SehatFresh.com – Kekeringan vagina adalah masalah yang dihadapi oleh banyak wanita setelah menopause. Wanita yang lebih muda juga menghadapi masalah ini karena ketidakseimbangan hormon. Pelumasan vagina dimungkinkan melalui kelenjar yang terletak di leher rahim. Pelumas yang diproduksi oleh kelenjar ini akan mengalir ke leher rahim dan memasuki saluran vagina. Ini membantu dalam penghapusan sel-sel mati di vagina serta menjaga kebersihan saluran vagina.

Vagina adalah organ yang sangat halus sehingga dapat rusak tanpa pelumas, terutama selama hubungan seksual ketika terjadi terlalu banyak gesekan pada dinding vagina yang bisa menyebabkan rasa sakit dan luka, yang pada gilirannya menyebabkan berbagai infeksi dan penyakit.

  • Foreplay

Selama hubungan seksual, pelumasan adalah hal yang penting untuk meringankan ketidaknyamanan dan rasa sakit akibat gesekan. Pelumas vagina dihasilkan oleh kelenjar yang terletak pada pembukaan vagina (kelenjar bartholins) ketika seorang wanita terangsang. Kurangnya pelumasan vagina saat berhubungan seks bisa disebabkan kurangnya foreplay. Maka dari itu, menghabiskan lebih banyak waktu di foreplay dapat meningkatkan lubrikasi pada vagina dan membuat hubungan seksual menjadi lebih intim dan menyenangkan.

  • Fitoestrogen

Kebanyakan wanita yang telah mencapai menopause mengalami penurunan lubrikasi vagina sebagai gejala permanen setelah menopause. Hal ini disebabkan karena penurunan produksi hormon estrogen yang terjadi setelah menopause. Asupan makanan yang memiliki fitoestrogen akan membantu dalam meniru aksi estrogen dan mencegah kekeringan vagina. Makanan estrogenik seperti isoflavon kedelai, biji rami, ceri, seledri dan ceri dapat digunakan untuk mengatur kadar estrogen dalam tubuh dan mencegah penurunan lubrikasi vagina.

  • Asam lemak

Makanan yang sangat tinggi di asam lemak omega-3 diyakini baik untuk meningkatkan pelumasan vagina. Sumber asam lemak dapat diperoleh dari biji bunga matahari, ikan seperti tuna, mackerel, salmon dan biji wijen.
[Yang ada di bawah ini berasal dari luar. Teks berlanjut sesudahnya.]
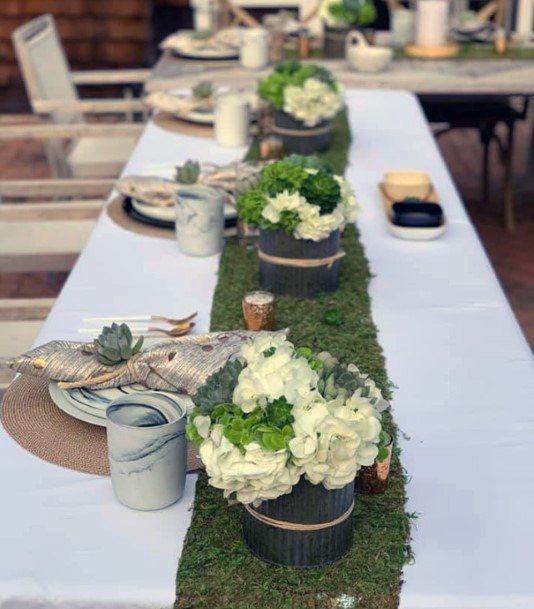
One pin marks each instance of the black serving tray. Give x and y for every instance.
(417, 214)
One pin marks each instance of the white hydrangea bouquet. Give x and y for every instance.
(307, 92)
(278, 413)
(300, 197)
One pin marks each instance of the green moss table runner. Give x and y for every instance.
(216, 569)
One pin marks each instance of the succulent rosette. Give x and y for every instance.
(345, 13)
(307, 92)
(277, 413)
(303, 200)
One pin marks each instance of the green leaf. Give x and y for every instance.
(333, 317)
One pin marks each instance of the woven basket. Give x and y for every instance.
(306, 504)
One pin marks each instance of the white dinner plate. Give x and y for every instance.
(60, 400)
(195, 116)
(90, 405)
(181, 46)
(167, 214)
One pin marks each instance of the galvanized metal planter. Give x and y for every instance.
(307, 504)
(297, 281)
(334, 41)
(299, 139)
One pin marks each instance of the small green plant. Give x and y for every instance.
(333, 317)
(188, 173)
(383, 443)
(271, 204)
(115, 345)
(201, 35)
(203, 90)
(353, 12)
(291, 72)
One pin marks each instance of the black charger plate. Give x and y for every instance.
(139, 217)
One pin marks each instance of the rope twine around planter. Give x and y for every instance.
(300, 132)
(298, 526)
(303, 263)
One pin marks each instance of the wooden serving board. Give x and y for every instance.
(412, 234)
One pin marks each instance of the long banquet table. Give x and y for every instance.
(465, 400)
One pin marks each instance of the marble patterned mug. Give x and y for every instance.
(147, 449)
(200, 220)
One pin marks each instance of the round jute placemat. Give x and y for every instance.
(116, 212)
(31, 418)
(168, 122)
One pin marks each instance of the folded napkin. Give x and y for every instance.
(152, 190)
(181, 365)
(185, 41)
(179, 105)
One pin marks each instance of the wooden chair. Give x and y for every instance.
(52, 93)
(484, 115)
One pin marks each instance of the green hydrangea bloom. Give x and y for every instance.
(280, 176)
(321, 189)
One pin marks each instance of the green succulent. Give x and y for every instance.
(383, 442)
(354, 12)
(271, 426)
(201, 35)
(280, 176)
(188, 172)
(321, 189)
(203, 90)
(219, 387)
(291, 72)
(250, 205)
(115, 345)
(336, 378)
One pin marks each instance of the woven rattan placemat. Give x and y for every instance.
(31, 418)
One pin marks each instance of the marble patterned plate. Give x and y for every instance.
(90, 405)
(60, 400)
(167, 214)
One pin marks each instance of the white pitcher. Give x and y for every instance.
(254, 51)
(364, 57)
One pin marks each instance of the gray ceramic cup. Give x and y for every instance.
(147, 449)
(200, 220)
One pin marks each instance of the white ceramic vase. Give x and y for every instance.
(254, 51)
(432, 23)
(364, 57)
(147, 449)
(200, 220)
(402, 27)
(232, 119)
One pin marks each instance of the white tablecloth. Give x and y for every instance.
(465, 401)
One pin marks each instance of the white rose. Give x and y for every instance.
(312, 102)
(315, 226)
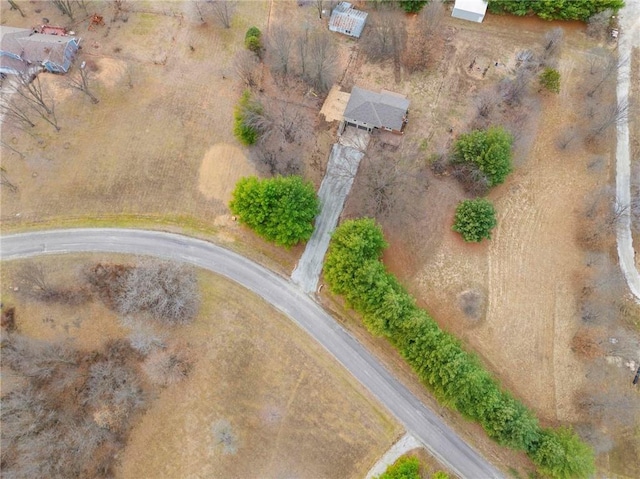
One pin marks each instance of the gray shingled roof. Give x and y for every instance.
(380, 110)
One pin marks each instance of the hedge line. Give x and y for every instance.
(555, 9)
(353, 269)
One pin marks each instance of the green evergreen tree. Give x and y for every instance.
(475, 219)
(489, 150)
(550, 80)
(281, 209)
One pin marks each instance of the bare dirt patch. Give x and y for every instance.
(335, 104)
(222, 166)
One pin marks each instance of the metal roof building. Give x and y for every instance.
(472, 10)
(346, 19)
(21, 47)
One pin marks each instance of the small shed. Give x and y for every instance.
(22, 48)
(472, 10)
(346, 19)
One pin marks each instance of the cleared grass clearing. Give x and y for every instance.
(292, 408)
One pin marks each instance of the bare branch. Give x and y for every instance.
(14, 6)
(223, 11)
(81, 82)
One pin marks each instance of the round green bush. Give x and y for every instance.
(475, 219)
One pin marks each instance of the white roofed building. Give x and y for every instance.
(472, 10)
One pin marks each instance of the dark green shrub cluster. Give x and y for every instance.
(475, 219)
(353, 269)
(556, 9)
(489, 150)
(403, 468)
(412, 6)
(253, 40)
(280, 209)
(246, 108)
(550, 80)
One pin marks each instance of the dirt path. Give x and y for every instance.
(629, 39)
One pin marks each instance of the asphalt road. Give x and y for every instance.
(423, 423)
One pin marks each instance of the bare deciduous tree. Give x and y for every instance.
(602, 67)
(598, 24)
(36, 359)
(567, 137)
(323, 60)
(69, 7)
(280, 44)
(385, 37)
(34, 281)
(388, 184)
(607, 117)
(144, 339)
(274, 160)
(514, 89)
(168, 292)
(30, 89)
(5, 180)
(223, 11)
(14, 6)
(81, 82)
(553, 41)
(12, 109)
(246, 66)
(168, 366)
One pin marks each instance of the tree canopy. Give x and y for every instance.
(280, 209)
(475, 219)
(550, 79)
(403, 468)
(556, 9)
(562, 455)
(412, 6)
(489, 150)
(246, 108)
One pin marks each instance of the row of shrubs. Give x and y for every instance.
(555, 10)
(353, 269)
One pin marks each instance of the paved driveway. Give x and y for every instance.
(341, 171)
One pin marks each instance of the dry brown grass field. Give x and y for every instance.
(292, 408)
(158, 151)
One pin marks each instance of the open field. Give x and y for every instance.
(292, 408)
(158, 148)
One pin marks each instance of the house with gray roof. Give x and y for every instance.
(346, 19)
(369, 110)
(21, 48)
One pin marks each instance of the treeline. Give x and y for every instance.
(353, 269)
(556, 10)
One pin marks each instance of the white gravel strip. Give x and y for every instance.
(629, 38)
(404, 445)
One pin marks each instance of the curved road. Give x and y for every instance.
(423, 423)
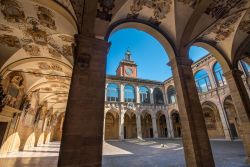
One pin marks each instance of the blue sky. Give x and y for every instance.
(147, 52)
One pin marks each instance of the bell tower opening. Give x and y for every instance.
(127, 67)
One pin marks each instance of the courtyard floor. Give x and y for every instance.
(132, 153)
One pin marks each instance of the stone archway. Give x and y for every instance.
(146, 125)
(212, 120)
(111, 125)
(161, 125)
(232, 118)
(176, 123)
(130, 130)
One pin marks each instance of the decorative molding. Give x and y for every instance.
(10, 41)
(45, 17)
(219, 8)
(190, 3)
(245, 23)
(12, 11)
(104, 9)
(160, 9)
(223, 29)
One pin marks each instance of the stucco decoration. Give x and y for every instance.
(6, 28)
(15, 90)
(67, 50)
(54, 53)
(32, 30)
(52, 66)
(32, 50)
(245, 23)
(219, 8)
(12, 11)
(66, 38)
(224, 28)
(191, 3)
(160, 9)
(104, 9)
(2, 95)
(45, 17)
(10, 41)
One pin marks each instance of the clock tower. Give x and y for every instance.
(127, 67)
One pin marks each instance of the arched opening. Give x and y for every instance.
(130, 130)
(234, 124)
(112, 92)
(218, 73)
(212, 120)
(158, 96)
(176, 123)
(111, 125)
(144, 95)
(161, 125)
(146, 125)
(129, 93)
(202, 81)
(171, 94)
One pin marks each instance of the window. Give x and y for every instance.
(158, 96)
(112, 92)
(171, 93)
(144, 94)
(129, 93)
(218, 73)
(202, 81)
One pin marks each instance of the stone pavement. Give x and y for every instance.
(132, 153)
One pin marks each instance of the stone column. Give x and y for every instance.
(104, 125)
(171, 130)
(154, 124)
(137, 94)
(138, 125)
(151, 90)
(168, 125)
(121, 126)
(196, 143)
(242, 105)
(224, 121)
(106, 86)
(122, 93)
(83, 126)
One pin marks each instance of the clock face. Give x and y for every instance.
(128, 71)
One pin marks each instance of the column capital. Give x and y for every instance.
(183, 61)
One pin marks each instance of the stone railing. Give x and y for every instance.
(133, 106)
(214, 93)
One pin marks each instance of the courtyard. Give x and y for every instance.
(134, 153)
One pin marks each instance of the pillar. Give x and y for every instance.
(242, 105)
(224, 121)
(151, 90)
(196, 143)
(122, 93)
(121, 126)
(104, 126)
(138, 125)
(137, 94)
(83, 126)
(154, 124)
(171, 130)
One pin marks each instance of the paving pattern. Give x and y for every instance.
(132, 153)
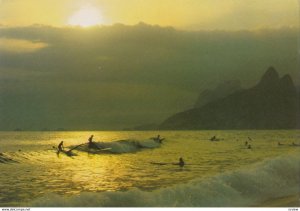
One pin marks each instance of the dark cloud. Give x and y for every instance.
(120, 76)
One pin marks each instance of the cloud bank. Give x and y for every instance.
(121, 76)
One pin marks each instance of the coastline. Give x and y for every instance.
(286, 201)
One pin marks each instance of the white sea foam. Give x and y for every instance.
(124, 146)
(251, 185)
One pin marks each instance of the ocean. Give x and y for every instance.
(137, 171)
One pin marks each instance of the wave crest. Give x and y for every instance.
(245, 187)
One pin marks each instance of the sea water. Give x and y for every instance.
(139, 172)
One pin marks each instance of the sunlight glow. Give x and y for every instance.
(86, 16)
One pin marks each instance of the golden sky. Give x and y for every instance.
(182, 14)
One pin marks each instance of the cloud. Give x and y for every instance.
(122, 76)
(20, 46)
Bagi wanita yang telah mengalami penurunan lubrikasi vagina, ada beberapa hal yang perlu diperhatikan untuk mencegah kondisinya lebih buruk. Minum banyak air secara alami akan meningkatkan pelumasan vagina. Asupan kafein, alkohol dan minuman lain yang sifatnya diuretik harus benar-benar dihindari karena juga memiliki efek pengeringan pada saluran vagina.
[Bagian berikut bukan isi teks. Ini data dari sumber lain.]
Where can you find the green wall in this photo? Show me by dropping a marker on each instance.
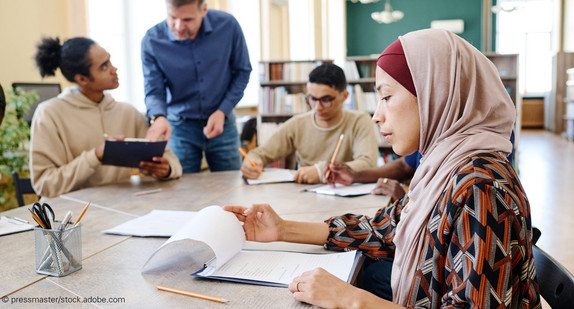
(365, 36)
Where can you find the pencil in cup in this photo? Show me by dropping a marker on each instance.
(63, 251)
(248, 158)
(192, 294)
(335, 154)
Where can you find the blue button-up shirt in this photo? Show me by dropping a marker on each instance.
(194, 78)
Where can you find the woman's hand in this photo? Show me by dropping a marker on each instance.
(306, 174)
(260, 222)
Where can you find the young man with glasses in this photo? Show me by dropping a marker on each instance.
(313, 135)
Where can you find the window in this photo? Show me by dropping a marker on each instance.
(526, 27)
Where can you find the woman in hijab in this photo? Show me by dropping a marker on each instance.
(462, 237)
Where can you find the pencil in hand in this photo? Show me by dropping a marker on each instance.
(334, 155)
(248, 158)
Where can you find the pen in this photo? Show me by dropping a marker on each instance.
(147, 192)
(248, 158)
(335, 154)
(82, 214)
(192, 294)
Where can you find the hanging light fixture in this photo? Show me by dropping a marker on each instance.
(388, 15)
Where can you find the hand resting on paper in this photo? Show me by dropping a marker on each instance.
(320, 288)
(317, 287)
(249, 171)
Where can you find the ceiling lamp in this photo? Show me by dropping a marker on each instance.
(388, 15)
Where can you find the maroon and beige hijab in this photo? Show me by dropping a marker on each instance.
(464, 109)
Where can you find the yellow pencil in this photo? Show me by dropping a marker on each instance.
(192, 294)
(82, 214)
(335, 154)
(248, 158)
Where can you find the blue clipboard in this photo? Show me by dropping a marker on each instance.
(131, 153)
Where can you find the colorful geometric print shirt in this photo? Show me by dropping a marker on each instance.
(478, 243)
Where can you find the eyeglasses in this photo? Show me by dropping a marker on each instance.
(325, 101)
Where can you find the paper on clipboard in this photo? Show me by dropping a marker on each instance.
(130, 153)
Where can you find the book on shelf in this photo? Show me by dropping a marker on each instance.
(287, 71)
(211, 245)
(351, 70)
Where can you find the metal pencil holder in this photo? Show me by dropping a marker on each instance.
(58, 252)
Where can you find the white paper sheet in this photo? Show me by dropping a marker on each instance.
(272, 175)
(220, 234)
(277, 268)
(157, 223)
(355, 189)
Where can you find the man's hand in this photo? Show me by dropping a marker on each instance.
(214, 125)
(307, 174)
(340, 173)
(249, 171)
(159, 130)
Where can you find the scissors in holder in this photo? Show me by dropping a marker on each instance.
(45, 213)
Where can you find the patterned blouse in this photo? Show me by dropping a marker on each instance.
(478, 243)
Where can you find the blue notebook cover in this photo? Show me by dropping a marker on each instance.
(131, 153)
Semua sabun yang wangi dan berbasis bahan kimia keras harus dihindari saat mencuci daerah vagina. Pasalnya, ini dapat merusak keseimbangan pH vagina. Sebaiknya, hindari douching (cuci vagina dengan cara menyemprotkan air atau cairan lain). Cukup gunakan air bersih dan jernih untuk membasuh vagina. Ketika membasuh vagina, bilaslah dari arah depan (vagina) ke belakang (anus), guna menghindari perpindahan bakteri atau kuman dari anus ke vagina.